Problem to solve: Now I want to show that every finite dimensional symplectic vector space $(V,f)$ over an arbitrary field $F$ has even dimension.
My partial solution: I am able to prove the claim if $\operatorname{char}(F) \neq 2$:
Since $f$ is alternating, the matrix representation $A$ of $f$ is skew-symmetric, i.e. $A = -A^t$.
If $n = \operatorname{dim} V$, then \begin{align} \operatorname{det}(A) = \det(-A^t) = (-1)^n \det(A^t) = (-1)^n \det(A). \tag{1} \label{1} \end{align}
By non-degeneracy of $f$, the matrix $A$ is invertible, especially $\det(A)\neq 0$. If we divide both sides of (\ref{1}) by $\det(A)$, we obtain $1 = (-1)^n$. Because $\operatorname{char}(F)\neq 2$, the dimension $n$ must be even.
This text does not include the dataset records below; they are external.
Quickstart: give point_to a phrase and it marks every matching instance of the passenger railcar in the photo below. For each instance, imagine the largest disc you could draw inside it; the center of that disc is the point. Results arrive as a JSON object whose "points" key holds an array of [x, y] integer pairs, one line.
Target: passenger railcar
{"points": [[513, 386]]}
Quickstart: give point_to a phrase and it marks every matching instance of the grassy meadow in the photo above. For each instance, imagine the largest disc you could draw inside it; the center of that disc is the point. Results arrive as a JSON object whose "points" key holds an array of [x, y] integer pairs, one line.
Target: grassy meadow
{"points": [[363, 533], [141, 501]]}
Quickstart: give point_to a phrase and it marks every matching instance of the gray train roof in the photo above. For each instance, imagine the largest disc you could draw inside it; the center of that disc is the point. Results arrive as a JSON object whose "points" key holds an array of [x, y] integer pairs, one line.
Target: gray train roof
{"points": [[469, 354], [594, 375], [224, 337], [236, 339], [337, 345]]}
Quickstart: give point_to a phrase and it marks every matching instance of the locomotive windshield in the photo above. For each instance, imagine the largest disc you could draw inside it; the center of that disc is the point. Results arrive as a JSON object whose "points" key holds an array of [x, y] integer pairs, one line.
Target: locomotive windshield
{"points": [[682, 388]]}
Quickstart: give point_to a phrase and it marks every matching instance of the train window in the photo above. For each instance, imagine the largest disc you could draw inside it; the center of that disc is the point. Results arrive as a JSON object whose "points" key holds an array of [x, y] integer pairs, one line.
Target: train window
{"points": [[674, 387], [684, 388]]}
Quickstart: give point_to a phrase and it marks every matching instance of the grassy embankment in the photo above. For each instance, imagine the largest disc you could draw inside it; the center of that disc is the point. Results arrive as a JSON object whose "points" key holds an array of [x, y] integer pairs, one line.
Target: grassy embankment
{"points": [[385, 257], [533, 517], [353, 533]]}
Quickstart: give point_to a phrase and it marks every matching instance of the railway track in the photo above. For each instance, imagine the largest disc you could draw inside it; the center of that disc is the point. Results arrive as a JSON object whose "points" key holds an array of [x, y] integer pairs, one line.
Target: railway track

Obstacle: If the characteristic of $F$ is $2$, I can not use the argument above anymore, since $(-1)^n = 1$ for any $n$.
Could you please explain what one can do for this remaining case? Thank you!
Take a nonzero $v$, then a $w$ with $f(v,w)\ne0$. Then prove that $W$, the subspace of $V$ spanned by $v$ and $w$ is non-degenerate. Deduce that $V=W\oplus W^\perp$, where $W^\perp$ is the orthogonal complement of $W$ under $f$. Now induct on dimension.